Samuel Ajayi Crowther – DR

Sa vie est un roman. Avant de devenir le premier évêque noir de l’histoire de l’anglicanisme, Samuel Ajayi Crowther s’appelait seulement Ajayi. Il était né, aux alentours de 1809, dans ce qui est aujourd’hui le Nigéria. Plus précisément à Oshogun, petite ville située dans la forêt en pays yoruba, assez loin au nord de la côté atlantique et de la ville de Lagos. A 12 ans, il avait été enlevé par des trafiquants d’esclaves pour être vendu à des négriers portugais. Puis libéré par la Royal Navy et envoyé à Freetown, Sierra Leone… Et c’est là, en terre étrangère, alors qu’il était pris en charge par la société missionnaire anglicane, la Church Mission Society, qu’il fut baptisé et prit le nom du vicaire de la Christ Church Greyfriars de Newgate, Samuel Crowther (un des premiers membres de la CMS). Dès lors, Ajayi devint Samuel Ajayi Crowther. Après avoir appris l’anglais, le latin, le grec, avoir eu droit à une formation à Londres et avoir été ordonné prêtre, il retrouva le pays yoruba… en tant que missionnaire. Faut-il voir dans ce destin hors norme l’origine de ses idées très en avance sur son temps concernant l’interculturel ? Des idées qui le conduisirent, par exemple, à oeuvrer pour une Église autonome et africaine, au risque de générer des frictions avec d’autres missionnaires…

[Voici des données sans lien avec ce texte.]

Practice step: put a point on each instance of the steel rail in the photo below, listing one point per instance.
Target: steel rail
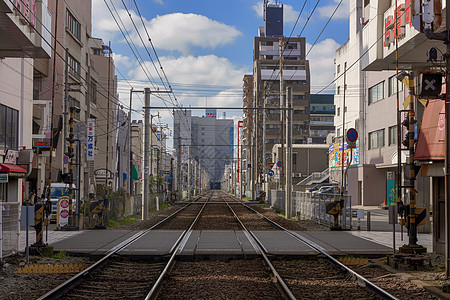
(281, 285)
(74, 281)
(156, 288)
(361, 281)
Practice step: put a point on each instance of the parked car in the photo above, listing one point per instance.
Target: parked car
(59, 190)
(318, 186)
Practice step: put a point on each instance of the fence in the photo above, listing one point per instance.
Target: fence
(311, 206)
(9, 228)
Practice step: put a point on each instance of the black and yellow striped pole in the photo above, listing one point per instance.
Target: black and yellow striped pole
(38, 224)
(70, 154)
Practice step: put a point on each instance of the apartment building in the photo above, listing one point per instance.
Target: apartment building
(23, 36)
(207, 140)
(294, 72)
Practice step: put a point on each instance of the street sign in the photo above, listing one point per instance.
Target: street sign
(4, 179)
(352, 135)
(64, 203)
(64, 213)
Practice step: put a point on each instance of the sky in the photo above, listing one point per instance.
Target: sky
(205, 47)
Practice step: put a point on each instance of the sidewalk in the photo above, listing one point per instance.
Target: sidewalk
(381, 230)
(53, 236)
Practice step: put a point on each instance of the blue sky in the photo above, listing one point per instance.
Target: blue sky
(205, 47)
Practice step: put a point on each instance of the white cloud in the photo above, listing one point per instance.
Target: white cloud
(289, 14)
(342, 13)
(321, 63)
(201, 70)
(176, 31)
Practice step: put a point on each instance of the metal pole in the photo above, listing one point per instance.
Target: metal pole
(146, 150)
(289, 153)
(107, 123)
(447, 153)
(78, 182)
(282, 113)
(412, 191)
(343, 135)
(180, 196)
(130, 173)
(70, 155)
(52, 141)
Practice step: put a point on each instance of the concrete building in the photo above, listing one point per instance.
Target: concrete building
(306, 160)
(322, 118)
(204, 139)
(266, 83)
(247, 129)
(369, 57)
(23, 36)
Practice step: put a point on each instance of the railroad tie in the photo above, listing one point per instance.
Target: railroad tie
(51, 269)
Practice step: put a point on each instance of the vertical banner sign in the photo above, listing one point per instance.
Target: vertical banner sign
(390, 188)
(90, 139)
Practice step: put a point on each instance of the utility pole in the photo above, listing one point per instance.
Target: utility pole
(130, 147)
(39, 240)
(289, 97)
(179, 180)
(147, 129)
(282, 113)
(71, 155)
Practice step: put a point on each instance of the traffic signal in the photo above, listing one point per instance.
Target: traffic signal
(430, 85)
(65, 177)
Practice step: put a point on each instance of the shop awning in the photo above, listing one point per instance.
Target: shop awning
(135, 173)
(431, 141)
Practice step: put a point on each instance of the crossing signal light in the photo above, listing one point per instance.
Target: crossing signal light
(430, 85)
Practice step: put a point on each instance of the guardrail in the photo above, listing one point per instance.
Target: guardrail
(9, 228)
(311, 206)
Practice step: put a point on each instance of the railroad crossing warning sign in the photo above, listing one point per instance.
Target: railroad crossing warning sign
(352, 135)
(64, 203)
(64, 213)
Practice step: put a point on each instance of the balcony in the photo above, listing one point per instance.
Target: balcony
(19, 31)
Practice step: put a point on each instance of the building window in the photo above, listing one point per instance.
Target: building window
(376, 93)
(74, 66)
(9, 127)
(73, 25)
(376, 139)
(393, 135)
(94, 92)
(393, 85)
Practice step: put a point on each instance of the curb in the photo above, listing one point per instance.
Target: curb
(410, 278)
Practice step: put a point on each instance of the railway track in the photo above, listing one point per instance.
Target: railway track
(111, 278)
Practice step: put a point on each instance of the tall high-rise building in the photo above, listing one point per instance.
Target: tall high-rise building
(208, 141)
(275, 57)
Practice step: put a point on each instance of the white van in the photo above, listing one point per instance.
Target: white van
(59, 190)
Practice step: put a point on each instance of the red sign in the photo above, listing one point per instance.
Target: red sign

Ce portrait de Samuel Ajayi Crowther dressé par la bibliothécaire du Défap, Claire-Lise Lombard, était une nouveauté lors de la rencontre des Équipes Régionales Mission qui s’est tenue à la mi-décembre à Paris. Il s’agissait de replacer le travail missionnaire dans une perspective historique. Et entre hier et aujourd’hui, des constantes se dégagent naturellement dans la Mission : l’échange, les voyages, les relations interculturelles…

Articuler Mission ici et Mission là-bas

Pour aller plus loin :
Un service d’Église : actualité et enjeux de la mission

Qu’est-ce qui nourrit l’activité missionnaire ? Qu’est-ce qui la rend pleinement vivante et permet de dynamiser les paroisses ? L’articulation entre Mission ici et Mission là-bas est depuis longtemps au coeur de la problématique des Équipes Régionales Mission. Et les réunions qui sont organisées tout au long de l’année au siège du Défap, à Paris, sont l’occasion de réfléchir en commun sur ce thème. Composées à la fois de pasteurs et de laïcs, les ERM travaillent, tout au long de l’année, avec les régions et les Églises locales pour soutenir leur dynamique missionnaire ; lorsqu’elles se rencontrent au 102 boulevard Arago, c’est pour échanger des nouvelles et coordonner leurs actions ; mais ces réunions prennent aussi la forme d’un groupe de réflexion sur la Mission, qui peut être, selon les périodes et les enjeux, plus axé sur le concret (organisation d’un forum…) ou plus théorique. Celui de la mi-décembre se voulait plutôt pratique et axé sur des questions d’organisation, même si la présentation de Samuel Ajayi Crowther a élargi la perspective de la journée.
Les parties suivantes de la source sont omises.